China’s auto industry reach is growing rapidly throughout the world. Major Chinese carmakers such as BYD, Hozon Auto, Geely and state-owned SAIC and Wuling Motors are either building or have built manufacturing facilities in Malaysia, India, Indonesia and Thailand.
Xu Lishu, general manager of Guangzhou-based metalworking fluid supplier Fanchu Chemical, said at the conference that he’d learned two things from his trips to areas on the Belt and Road last year, including Russia, Central Asian countries and Southeastern Asian countries. “One is that Chinese products are in great demand in these countries,” he said. “And Chinese manufacturers have already been active in these markets.”
While Fanchu has yet to build facilities outside China, competitors have units in Vietnam and Indonesia. Dongguan, China-based supplier Amer built its first factory overseas in Vietnam in 2023 and a plant in Indonesia is to follow.
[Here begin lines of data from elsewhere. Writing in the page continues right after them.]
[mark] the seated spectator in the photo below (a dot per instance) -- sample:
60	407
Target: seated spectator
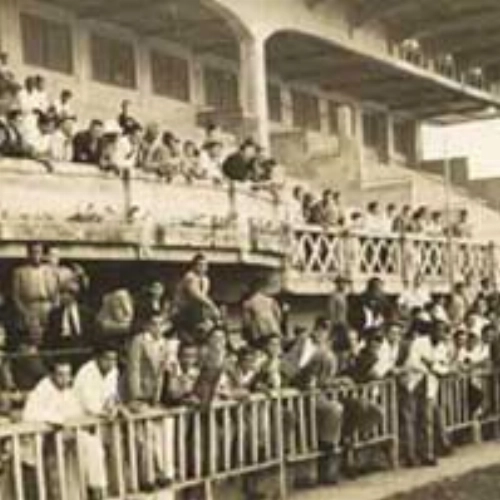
295	206
458	304
325	212
12	139
308	203
88	145
9	396
111	135
27	98
54	402
166	158
70	324
356	222
147	362
6	73
415	295
246	372
190	161
42	142
180	385
40	97
429	359
192	304
262	316
211	161
216	381
149	145
96	384
435	227
126	151
62	106
61	145
375	222
390	218
116	314
125	120
238	166
462	227
402	222
34	292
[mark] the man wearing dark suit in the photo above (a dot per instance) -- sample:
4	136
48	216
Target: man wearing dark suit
238	166
70	325
148	362
88	144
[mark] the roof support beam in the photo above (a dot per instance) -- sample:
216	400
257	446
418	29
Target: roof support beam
485	18
372	10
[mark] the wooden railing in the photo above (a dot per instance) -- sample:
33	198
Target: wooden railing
198	448
318	255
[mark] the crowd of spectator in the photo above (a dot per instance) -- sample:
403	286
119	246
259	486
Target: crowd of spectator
329	211
151	350
34	125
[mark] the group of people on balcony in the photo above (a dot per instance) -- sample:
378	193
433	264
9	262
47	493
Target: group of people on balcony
35	126
329	211
154	351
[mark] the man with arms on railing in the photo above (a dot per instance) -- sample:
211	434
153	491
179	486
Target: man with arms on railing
338	309
34	292
262	316
148	360
429	359
192	305
54	402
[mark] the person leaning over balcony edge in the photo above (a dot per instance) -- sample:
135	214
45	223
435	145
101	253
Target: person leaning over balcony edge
262	315
192	304
238	166
88	144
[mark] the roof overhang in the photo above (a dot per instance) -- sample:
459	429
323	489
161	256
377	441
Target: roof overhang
395	84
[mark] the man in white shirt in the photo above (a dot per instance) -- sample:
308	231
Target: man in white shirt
211	159
429	359
415	295
128	146
54	402
61	147
96	384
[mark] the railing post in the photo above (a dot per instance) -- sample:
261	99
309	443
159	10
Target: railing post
280	438
493	264
451	261
394	415
127	195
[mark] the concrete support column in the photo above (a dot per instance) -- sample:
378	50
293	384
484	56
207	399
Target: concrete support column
390	142
418	154
359	143
253	85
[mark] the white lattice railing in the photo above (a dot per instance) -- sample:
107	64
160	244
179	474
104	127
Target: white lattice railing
320	254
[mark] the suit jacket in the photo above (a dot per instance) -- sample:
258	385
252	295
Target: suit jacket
147	363
85	149
81	333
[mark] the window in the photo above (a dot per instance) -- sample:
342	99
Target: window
113	62
274	103
404	138
333	117
170	76
306	113
47	43
373	134
221	89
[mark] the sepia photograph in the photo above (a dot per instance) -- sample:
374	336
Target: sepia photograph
249	250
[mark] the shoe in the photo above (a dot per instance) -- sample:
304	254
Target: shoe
163	483
429	462
147	487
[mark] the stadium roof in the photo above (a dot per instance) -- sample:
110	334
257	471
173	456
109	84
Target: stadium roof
467	29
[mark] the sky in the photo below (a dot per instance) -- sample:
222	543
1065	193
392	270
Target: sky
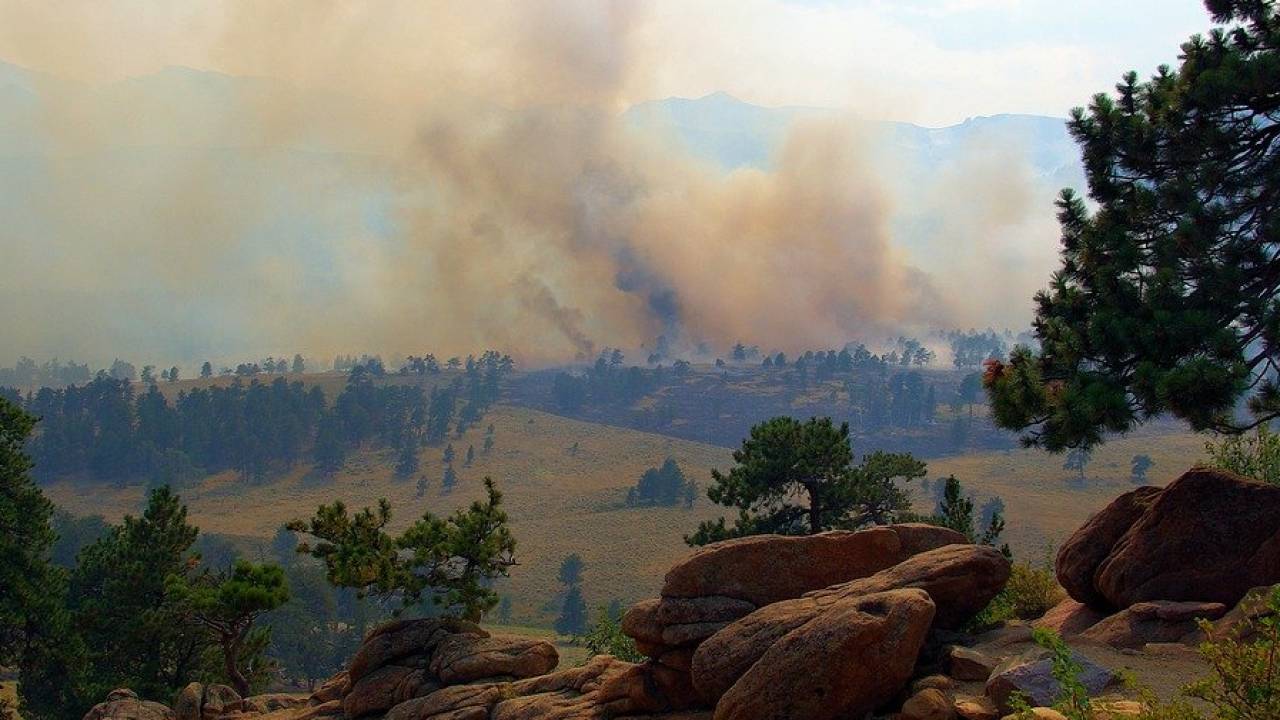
411	176
929	62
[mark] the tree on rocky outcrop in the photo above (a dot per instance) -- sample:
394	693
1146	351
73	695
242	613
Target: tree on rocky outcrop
785	459
451	561
1253	455
122	610
1166	300
956	511
571	570
228	605
1077	461
1138	468
572	618
35	628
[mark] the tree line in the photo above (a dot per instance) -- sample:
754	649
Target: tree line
106	431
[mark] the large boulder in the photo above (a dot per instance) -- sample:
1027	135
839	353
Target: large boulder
1161	621
400	639
412	659
844	662
466	657
218	701
1083	552
387	687
1032	675
1210	536
764	569
188	701
124	705
960	579
1070	618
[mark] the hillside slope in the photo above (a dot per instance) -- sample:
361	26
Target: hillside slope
562	502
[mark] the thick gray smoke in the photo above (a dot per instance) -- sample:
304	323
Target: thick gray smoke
439	176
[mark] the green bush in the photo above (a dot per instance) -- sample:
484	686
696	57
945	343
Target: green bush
1029	593
1253	456
606	637
1243	682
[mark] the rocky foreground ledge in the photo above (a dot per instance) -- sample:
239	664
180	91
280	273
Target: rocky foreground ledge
835	625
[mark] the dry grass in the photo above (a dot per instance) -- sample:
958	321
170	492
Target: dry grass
9	692
1042	505
561	502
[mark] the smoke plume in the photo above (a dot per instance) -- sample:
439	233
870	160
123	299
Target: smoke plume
428	176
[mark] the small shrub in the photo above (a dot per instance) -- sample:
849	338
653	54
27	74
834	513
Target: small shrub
1029	593
1243	682
606	637
1253	456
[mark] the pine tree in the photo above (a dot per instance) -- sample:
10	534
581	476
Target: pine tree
449	560
228	605
572	619
1138	468
406	461
785	459
1166	300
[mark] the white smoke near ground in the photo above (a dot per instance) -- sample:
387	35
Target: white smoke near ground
434	176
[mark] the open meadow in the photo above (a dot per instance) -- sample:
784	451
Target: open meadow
565	486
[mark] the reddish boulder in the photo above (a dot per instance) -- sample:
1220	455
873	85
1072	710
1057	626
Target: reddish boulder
960	579
392	642
1080	555
1152	623
1210	536
848	661
1070	618
465	657
764	569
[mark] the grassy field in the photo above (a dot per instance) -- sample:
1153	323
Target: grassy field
9	692
560	501
563	501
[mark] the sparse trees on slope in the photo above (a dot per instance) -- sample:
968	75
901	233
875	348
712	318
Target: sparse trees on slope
228	605
446	560
1168	297
785	459
1138	468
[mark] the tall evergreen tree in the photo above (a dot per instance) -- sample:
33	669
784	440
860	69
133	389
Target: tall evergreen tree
122	610
1166	300
786	459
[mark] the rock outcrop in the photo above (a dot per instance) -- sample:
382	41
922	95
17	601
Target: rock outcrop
959	579
730	579
1210	536
1159	621
1032	675
124	705
845	661
410	659
764	569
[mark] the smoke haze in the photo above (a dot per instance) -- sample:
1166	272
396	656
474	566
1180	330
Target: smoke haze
415	176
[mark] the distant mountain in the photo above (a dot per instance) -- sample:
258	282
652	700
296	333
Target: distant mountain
734	133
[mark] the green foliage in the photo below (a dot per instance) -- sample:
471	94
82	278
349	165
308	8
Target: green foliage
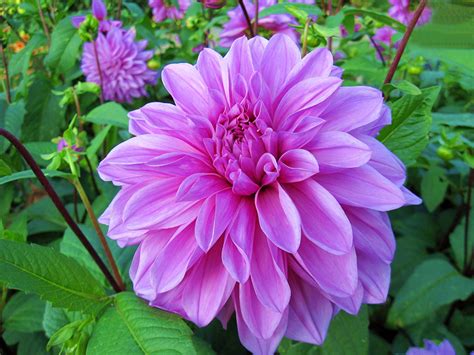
129	326
53	276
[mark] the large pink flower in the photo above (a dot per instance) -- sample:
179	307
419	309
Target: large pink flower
238	26
261	191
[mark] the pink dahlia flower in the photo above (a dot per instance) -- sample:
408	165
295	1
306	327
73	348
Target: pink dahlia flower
261	191
444	348
163	9
237	25
400	11
123	71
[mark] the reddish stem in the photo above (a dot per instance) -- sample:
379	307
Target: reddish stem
404	42
60	206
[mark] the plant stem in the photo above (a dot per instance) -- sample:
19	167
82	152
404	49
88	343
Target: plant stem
255	24
97	62
377	48
7	77
247	17
43	22
304	46
467	264
90	211
403	43
60	206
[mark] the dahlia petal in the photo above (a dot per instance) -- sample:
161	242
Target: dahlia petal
352	107
372	233
363	187
187	87
297	165
256	344
199	186
309	314
154	206
235	260
278	217
208	287
335	150
335	274
384	161
304	95
323	220
175	259
268	277
261	320
214	217
275	72
374	275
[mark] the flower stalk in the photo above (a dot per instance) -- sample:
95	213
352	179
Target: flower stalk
60	207
404	42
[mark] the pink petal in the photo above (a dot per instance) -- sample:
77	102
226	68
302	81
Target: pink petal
208	287
278	217
334	150
322	218
335	274
363	187
297	165
215	215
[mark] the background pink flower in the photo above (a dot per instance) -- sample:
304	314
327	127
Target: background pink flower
261	191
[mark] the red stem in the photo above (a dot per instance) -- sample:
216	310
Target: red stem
404	42
60	206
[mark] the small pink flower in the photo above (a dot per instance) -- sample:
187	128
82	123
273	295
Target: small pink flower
261	191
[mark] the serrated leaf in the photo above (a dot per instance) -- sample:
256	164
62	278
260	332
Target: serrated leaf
28	174
130	326
65	45
109	113
54	277
23	313
433	187
407	136
433	284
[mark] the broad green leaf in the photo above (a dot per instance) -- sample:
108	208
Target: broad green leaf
407	136
130	326
379	16
65	45
54	277
28	174
281	8
23	313
109	113
12	122
433	187
454	119
348	334
44	118
433	284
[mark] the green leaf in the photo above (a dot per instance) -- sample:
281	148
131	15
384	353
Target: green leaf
281	8
54	277
407	136
28	174
379	16
12	122
109	113
433	187
132	327
433	284
65	45
23	313
348	334
44	118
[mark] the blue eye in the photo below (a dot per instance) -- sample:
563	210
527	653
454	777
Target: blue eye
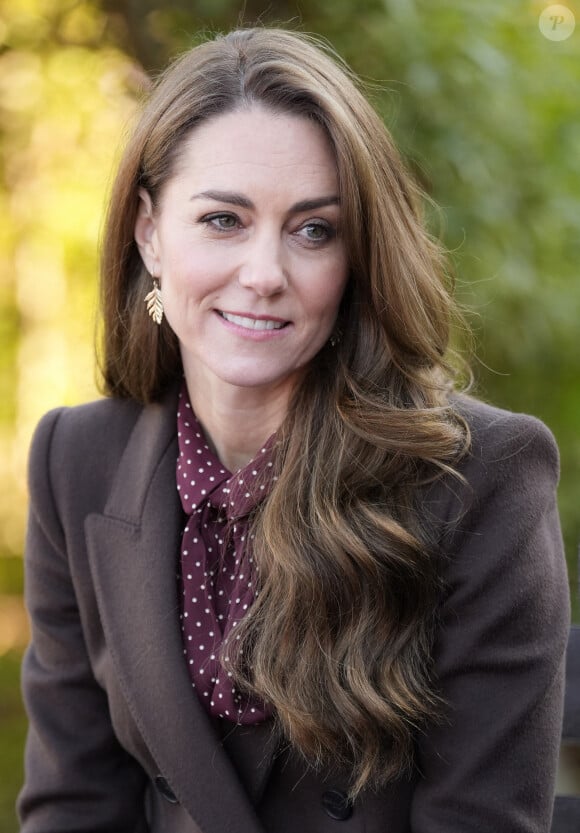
317	232
221	222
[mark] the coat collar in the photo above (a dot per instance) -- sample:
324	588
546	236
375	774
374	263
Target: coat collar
133	550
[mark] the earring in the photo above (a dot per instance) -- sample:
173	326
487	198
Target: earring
335	337
154	302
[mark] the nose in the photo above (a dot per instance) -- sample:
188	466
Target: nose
263	268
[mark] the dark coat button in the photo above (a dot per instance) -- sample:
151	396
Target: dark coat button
337	805
165	789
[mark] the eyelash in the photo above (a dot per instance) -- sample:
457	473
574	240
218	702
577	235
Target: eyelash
214	220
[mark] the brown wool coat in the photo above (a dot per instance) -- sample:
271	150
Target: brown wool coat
118	742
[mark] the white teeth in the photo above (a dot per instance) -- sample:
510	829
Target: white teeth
252	323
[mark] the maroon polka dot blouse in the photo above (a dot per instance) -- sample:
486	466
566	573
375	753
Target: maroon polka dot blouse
217	572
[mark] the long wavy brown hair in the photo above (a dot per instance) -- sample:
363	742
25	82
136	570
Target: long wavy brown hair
340	635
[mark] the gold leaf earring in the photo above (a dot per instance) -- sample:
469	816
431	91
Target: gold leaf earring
154	302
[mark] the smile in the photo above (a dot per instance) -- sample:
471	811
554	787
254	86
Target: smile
253	323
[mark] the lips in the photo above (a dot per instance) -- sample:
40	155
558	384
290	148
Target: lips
251	323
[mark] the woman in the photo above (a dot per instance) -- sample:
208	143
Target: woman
283	576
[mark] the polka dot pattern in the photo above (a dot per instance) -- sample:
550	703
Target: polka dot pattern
217	573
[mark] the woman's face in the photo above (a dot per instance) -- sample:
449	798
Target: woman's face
246	244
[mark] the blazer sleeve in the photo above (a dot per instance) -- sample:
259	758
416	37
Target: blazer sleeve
77	776
489	766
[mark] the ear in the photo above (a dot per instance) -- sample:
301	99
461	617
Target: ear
146	234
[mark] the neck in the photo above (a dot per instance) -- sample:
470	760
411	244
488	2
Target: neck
237	421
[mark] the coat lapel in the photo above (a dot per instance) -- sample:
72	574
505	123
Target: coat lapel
133	550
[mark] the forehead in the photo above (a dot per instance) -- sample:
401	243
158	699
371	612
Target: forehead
255	144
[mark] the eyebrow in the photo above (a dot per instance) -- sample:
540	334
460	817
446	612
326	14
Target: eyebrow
243	202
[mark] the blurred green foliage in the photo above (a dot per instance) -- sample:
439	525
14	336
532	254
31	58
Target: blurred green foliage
483	106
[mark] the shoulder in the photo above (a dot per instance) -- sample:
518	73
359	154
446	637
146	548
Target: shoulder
511	464
91	430
502	441
76	451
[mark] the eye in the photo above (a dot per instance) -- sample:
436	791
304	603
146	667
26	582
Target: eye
221	222
317	231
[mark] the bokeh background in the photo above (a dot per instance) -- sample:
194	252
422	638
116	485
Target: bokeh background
485	109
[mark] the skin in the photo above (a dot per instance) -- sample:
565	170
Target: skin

“These belt and road countries offer many opportunities to competitive Chinese manufacturers,” Xu said. “In several years we might edge out the Western competitors in these countries.” He added that emerging markets like North Africa and Latin America are also worth looking into because “many of our clients have built factories there.”
Xu’s comments came from a backdrop of China’s deteriorating economy, weakening domestic demand and geopolitical tension with the West, all of which are pushing Chinese metalworking fluid suppliers to look for opportunities overseas.
“We cannot survive if we only focus on the China market,” Xu said. “Even our clients are struggling for China growth.”
Before the conference, the Ministry of Commerce warned the country’s carmakers of the risks of investing overseas, especially India, Russia, Turkey and Thailand, Reuters reported.